Before exposing children to all that harm inherent in foster care placement and/or the stress of a child abuse investigation, the referendum language says only that DCF should have “clear, convincing and articulable evidence that the person’s actions related to marijuana have created an unreasonable danger to the safety of a minor child.”

That’s a balancing test that should be welcomed by any agency that really cares about the best interests of children.

Such a test is especially needed in Massachusetts.  For well over a decade, Massachusetts has taken away children at a rate well above the national average -- and that was even before a foster-care panic sent removals skyrocketing in 2015 and 2016. 

DCF’s arguments 


According to the Globe story, DCF maintains that any language anywhere that

could limit a social worker’s ability to consider any substances, including marijuana, as a factor for child custody [is] troubling, especially given the unprecedented spike in DCF cases fueled by the opioid epidemic,

And what, exactly, does smoking pot have to do with the opioid epidemic? Obviously, nothing. But DCF knows that any opportunity to squeeze in a reference to opioid abuse is a great way to stampede people into giving the agency all the power it wants while avoiding even minimal checks and balances.

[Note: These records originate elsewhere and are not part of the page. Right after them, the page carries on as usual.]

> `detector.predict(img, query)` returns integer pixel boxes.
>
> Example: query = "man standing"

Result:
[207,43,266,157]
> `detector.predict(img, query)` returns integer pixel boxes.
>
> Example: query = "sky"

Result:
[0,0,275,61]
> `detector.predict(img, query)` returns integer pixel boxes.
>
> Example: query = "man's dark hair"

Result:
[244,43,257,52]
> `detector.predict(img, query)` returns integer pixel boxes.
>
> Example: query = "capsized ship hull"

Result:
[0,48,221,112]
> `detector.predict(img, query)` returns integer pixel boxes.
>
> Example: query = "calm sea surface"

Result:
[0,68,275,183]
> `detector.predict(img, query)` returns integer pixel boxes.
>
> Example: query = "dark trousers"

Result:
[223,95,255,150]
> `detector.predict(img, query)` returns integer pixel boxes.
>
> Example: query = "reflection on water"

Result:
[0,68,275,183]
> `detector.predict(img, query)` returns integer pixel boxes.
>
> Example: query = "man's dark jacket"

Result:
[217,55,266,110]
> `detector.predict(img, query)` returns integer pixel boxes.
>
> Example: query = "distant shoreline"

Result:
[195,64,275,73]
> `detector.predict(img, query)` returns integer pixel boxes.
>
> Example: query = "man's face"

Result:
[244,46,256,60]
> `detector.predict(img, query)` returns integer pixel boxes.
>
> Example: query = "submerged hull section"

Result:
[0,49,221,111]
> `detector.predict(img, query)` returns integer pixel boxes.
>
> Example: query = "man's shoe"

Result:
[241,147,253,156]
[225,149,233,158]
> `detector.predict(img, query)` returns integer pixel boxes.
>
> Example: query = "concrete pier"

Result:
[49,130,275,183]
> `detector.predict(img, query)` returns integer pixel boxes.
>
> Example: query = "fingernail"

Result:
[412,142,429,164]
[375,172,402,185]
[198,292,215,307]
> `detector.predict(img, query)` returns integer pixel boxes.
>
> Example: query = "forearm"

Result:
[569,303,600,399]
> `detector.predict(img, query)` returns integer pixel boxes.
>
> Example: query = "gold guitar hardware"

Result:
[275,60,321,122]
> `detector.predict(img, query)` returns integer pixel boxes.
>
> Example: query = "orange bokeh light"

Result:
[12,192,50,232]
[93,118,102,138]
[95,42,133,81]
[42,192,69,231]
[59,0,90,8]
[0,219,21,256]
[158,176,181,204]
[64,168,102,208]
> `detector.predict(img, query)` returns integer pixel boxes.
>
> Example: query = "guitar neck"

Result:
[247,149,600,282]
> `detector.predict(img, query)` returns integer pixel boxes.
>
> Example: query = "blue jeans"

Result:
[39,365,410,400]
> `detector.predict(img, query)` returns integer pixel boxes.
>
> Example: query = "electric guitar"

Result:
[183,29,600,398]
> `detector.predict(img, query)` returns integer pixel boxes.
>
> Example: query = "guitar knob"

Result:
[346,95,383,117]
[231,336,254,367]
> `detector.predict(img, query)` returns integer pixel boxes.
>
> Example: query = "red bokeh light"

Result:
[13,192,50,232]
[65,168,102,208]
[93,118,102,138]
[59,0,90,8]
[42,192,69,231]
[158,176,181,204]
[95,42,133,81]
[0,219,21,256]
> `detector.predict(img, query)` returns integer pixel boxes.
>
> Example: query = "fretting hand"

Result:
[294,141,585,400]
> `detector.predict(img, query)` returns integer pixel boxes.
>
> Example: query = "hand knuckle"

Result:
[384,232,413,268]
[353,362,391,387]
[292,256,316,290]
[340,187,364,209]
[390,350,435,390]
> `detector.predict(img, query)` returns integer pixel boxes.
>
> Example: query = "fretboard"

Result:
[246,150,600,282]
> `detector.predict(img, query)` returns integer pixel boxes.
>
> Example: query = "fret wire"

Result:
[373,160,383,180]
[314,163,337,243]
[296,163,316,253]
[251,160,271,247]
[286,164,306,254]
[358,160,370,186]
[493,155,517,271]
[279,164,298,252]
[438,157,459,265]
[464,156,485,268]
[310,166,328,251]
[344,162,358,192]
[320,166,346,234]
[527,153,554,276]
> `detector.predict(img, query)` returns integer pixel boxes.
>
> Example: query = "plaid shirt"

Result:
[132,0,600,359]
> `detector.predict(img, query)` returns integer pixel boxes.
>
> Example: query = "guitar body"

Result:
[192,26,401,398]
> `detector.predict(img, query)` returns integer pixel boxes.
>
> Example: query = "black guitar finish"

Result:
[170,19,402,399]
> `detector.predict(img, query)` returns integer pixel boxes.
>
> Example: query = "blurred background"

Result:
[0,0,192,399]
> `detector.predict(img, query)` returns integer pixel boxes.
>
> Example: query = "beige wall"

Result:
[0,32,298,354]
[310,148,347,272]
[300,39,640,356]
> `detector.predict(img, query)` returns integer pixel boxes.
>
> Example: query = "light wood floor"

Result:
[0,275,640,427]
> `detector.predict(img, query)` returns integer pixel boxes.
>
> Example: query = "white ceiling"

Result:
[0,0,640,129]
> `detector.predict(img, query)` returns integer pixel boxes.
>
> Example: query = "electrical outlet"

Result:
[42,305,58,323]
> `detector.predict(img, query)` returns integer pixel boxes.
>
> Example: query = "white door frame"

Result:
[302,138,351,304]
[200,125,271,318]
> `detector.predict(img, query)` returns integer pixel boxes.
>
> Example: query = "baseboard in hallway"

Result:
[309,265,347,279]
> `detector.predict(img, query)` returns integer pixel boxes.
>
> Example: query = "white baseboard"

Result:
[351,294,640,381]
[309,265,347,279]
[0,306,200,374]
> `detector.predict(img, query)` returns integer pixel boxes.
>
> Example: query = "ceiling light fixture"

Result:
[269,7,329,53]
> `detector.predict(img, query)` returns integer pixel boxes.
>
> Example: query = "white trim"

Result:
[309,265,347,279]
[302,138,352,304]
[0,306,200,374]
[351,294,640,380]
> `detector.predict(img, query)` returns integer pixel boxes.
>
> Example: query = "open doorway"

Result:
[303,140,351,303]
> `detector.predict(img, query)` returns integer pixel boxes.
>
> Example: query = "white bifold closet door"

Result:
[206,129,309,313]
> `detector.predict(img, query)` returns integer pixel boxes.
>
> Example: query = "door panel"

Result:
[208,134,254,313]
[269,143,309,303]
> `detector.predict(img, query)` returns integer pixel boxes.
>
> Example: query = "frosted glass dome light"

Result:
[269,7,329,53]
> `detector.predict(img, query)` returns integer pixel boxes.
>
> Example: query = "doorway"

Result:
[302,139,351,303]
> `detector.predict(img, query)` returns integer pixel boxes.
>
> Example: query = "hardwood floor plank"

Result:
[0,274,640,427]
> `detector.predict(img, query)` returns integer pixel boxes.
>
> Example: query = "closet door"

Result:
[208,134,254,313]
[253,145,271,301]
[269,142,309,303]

It appears the Globe had to do a lot of searching to find anyone outside DCF who shares the agency’s view.  They found

Sanford N. Katz, a professor of law emeritus at Boston College Law School,[who] said he doesn’t think the child welfare paragraph in the ballot measure has “any place in the law.”
 “Let some action occur and let it go before a judge to decide whether the impact has been negative” he said. “It’s so case-by-case! For example, if you’re legally growing marijuana and the child has access to it, that may be sufficient for social service intervention.”

Right. The same way DCF regularly hauls away children in upscale Massachusetts towns like Newton and Brookline if the parents forget to lock the liquor cabinet.

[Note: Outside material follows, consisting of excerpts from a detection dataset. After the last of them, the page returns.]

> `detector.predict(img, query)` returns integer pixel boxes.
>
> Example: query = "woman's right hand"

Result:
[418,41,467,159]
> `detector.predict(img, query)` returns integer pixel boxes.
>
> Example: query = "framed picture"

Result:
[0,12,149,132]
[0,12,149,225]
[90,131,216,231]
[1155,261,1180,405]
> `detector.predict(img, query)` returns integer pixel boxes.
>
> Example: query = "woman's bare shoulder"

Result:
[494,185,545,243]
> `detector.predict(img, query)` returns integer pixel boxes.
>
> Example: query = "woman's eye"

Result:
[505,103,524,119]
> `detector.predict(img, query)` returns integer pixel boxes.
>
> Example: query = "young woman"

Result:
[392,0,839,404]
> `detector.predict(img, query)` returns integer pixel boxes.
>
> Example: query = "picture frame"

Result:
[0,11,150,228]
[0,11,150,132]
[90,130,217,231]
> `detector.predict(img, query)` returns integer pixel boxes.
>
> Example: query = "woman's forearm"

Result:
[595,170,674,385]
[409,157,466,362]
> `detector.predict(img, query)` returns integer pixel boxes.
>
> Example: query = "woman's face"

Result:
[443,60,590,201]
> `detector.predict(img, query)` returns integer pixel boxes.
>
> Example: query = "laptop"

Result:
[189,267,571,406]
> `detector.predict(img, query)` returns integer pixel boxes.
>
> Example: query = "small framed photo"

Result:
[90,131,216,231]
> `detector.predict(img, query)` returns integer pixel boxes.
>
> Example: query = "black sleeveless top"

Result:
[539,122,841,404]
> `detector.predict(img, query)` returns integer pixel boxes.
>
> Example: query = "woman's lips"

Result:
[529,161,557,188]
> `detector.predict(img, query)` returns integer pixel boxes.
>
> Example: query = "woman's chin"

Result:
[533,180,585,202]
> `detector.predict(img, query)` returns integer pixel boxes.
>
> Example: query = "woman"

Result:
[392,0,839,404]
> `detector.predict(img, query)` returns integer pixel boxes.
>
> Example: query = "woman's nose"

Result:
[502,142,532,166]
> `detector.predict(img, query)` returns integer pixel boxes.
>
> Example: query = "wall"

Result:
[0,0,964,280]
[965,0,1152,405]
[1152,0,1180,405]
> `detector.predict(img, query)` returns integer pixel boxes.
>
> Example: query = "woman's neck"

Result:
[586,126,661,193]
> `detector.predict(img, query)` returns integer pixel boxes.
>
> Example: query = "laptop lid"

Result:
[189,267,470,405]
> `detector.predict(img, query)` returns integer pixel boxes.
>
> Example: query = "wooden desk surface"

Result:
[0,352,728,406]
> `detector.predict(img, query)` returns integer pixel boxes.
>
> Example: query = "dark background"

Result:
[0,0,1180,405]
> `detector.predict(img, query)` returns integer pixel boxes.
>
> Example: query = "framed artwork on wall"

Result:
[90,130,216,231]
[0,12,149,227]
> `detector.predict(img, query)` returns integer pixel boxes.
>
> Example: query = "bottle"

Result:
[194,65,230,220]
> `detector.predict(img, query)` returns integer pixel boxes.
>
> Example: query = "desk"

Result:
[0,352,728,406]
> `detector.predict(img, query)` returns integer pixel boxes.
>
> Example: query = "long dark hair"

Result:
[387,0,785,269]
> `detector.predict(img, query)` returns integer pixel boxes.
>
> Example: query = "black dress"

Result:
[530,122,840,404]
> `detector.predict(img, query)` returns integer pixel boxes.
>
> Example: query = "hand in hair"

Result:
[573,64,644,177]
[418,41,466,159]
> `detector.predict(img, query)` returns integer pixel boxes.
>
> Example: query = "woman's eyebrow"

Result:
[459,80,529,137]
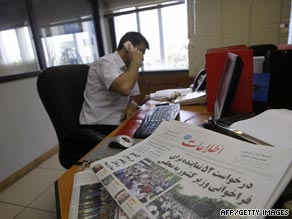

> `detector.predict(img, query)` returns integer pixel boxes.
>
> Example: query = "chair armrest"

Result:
[70,128,106,142]
[59,128,106,169]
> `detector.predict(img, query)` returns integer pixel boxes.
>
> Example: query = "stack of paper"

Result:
[174,90,207,105]
[150,88,192,100]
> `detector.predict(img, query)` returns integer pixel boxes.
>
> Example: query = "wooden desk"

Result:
[55,103,212,219]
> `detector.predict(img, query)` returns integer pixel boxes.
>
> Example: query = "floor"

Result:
[0,154,66,219]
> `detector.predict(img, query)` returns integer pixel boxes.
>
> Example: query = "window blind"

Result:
[32,0,92,27]
[100,0,185,16]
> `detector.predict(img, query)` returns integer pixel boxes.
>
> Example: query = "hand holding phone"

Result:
[124,41,135,52]
[123,41,143,67]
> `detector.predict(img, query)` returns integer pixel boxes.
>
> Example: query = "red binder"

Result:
[205,45,253,112]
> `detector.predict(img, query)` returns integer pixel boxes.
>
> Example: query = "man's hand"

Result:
[121,101,138,121]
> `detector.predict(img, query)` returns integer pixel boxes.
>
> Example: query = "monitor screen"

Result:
[214,52,243,120]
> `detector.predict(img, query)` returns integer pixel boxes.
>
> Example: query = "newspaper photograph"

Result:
[69,170,120,219]
[90,121,291,219]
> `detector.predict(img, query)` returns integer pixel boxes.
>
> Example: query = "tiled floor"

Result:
[0,154,66,219]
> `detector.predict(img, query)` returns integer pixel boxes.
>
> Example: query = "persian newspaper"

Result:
[90,121,292,219]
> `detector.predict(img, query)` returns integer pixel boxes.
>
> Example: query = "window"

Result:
[41,19,98,66]
[114,4,188,71]
[0,27,38,76]
[31,0,99,67]
[0,0,39,77]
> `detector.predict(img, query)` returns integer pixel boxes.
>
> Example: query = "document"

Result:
[230,109,292,148]
[90,121,292,219]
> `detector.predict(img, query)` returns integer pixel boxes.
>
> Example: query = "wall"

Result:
[188,0,291,74]
[0,77,58,182]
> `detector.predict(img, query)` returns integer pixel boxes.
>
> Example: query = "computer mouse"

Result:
[108,135,134,149]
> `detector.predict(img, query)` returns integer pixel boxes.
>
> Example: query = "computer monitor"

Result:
[214,52,243,120]
[267,50,292,110]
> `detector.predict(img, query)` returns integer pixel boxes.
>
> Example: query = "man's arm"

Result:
[121,98,139,121]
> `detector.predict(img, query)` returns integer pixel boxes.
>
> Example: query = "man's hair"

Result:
[118,31,149,50]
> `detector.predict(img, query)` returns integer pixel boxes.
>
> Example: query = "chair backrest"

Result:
[37,64,89,141]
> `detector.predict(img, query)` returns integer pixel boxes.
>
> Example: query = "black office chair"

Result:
[37,64,105,168]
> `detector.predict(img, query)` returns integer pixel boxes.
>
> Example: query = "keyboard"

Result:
[134,104,180,139]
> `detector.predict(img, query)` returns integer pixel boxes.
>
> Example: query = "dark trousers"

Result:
[80,125,118,135]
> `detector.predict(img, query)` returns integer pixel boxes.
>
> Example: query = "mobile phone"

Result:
[124,40,134,52]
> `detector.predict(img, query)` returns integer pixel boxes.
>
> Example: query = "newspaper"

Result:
[69,169,120,219]
[90,121,292,219]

As for the seductive argument that we should just look “case by case” and let the judge decide, that conjures  up images of carefully prepared expert social workers using their enormous skills and unlimited time to balance the harm of smoking (or growing) marijuana against the harm of removal.

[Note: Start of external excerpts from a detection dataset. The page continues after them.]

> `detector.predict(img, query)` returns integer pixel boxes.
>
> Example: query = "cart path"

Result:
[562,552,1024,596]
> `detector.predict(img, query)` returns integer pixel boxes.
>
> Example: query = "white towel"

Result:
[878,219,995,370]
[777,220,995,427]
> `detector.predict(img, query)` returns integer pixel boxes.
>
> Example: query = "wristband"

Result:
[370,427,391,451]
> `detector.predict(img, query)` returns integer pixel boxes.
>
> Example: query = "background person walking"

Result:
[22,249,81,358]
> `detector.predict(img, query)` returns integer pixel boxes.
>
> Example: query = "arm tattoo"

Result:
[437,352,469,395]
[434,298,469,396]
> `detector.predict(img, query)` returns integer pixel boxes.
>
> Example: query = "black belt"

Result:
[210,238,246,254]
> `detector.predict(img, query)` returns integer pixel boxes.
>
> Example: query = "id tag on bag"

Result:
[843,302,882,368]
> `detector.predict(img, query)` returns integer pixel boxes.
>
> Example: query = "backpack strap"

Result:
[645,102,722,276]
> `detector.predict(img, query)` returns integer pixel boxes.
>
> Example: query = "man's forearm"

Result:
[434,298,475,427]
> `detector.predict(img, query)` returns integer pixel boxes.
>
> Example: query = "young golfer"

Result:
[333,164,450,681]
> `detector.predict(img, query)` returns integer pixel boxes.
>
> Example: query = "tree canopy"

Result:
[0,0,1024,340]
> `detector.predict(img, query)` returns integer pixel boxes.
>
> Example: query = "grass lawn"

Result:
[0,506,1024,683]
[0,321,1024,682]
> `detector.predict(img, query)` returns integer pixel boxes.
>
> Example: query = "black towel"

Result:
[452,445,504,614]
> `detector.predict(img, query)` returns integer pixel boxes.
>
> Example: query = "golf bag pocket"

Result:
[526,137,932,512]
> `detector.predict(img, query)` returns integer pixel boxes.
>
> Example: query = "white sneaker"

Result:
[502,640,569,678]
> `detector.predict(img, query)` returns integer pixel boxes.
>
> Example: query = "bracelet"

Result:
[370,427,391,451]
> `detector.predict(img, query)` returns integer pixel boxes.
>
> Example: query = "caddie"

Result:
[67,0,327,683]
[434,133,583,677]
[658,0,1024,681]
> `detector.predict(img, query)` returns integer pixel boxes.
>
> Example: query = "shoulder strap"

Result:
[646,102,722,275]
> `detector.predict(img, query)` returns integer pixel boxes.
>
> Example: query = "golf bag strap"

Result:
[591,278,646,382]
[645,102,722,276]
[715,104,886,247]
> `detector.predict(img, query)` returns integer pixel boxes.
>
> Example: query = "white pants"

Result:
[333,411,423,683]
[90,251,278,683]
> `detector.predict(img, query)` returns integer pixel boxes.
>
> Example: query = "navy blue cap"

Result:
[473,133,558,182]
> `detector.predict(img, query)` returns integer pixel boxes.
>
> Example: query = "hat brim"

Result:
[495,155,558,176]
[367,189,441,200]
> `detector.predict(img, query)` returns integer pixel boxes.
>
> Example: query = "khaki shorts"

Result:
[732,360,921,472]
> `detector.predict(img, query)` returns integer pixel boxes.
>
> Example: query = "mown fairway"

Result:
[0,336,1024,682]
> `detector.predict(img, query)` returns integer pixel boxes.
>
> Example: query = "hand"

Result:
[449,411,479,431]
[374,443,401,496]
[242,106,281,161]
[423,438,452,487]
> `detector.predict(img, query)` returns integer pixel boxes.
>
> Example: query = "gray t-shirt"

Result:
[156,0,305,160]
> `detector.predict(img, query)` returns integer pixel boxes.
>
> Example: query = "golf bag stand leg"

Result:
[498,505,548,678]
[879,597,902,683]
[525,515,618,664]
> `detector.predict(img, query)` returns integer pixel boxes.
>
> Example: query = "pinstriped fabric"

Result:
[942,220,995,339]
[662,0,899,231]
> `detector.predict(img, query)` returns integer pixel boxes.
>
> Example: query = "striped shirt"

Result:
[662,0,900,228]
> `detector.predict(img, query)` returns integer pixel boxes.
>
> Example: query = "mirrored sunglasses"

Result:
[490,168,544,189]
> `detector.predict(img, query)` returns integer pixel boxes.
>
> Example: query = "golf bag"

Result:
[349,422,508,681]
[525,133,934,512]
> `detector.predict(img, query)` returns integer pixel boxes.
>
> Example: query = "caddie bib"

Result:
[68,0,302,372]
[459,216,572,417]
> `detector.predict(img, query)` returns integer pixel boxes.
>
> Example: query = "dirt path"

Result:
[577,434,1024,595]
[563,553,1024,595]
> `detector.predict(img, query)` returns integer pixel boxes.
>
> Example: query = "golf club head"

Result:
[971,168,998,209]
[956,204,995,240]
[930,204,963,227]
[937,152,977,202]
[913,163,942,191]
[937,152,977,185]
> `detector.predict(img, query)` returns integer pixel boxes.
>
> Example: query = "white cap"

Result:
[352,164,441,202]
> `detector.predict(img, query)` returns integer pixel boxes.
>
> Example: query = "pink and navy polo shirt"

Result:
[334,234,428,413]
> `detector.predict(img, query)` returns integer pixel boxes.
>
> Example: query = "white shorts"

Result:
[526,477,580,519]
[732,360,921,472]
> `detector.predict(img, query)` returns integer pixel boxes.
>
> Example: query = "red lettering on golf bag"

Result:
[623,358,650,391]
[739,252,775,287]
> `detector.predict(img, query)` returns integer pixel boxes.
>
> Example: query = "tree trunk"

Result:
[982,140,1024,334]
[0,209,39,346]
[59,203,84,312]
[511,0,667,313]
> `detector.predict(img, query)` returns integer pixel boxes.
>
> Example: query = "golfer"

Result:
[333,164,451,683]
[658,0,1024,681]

That’s a fantasy. In fact, case-by-case is a euphemism for arbitrary, capricious, and cruel. It is a system in which overloaded undertrained workers are free to act on whim, prejudice and the profound racial and class bias that permeates the system.

The whole point of having laws at all is to protect against the arbitrary abuse of power. 

As for judges, they are far more prone to wield rubber-stamps than gavels.  And no wonder. Like caseworkers, judges know that if they leave a child in her or his own home and something goes wrong, their careers may well be over. Remove hundreds of children needlessly and, while the child may suffer terrible harm, the judge will be safe.  That’s why judges in New York City actually admitted, on the record, that they are so afraid of adverse news coverage that they regularly remove children from their homes even when they think the child welfare agency has not made a good enough case.

The real problem with the language in this referendum is that, for once, Bartholet may be right: It may not really change anything.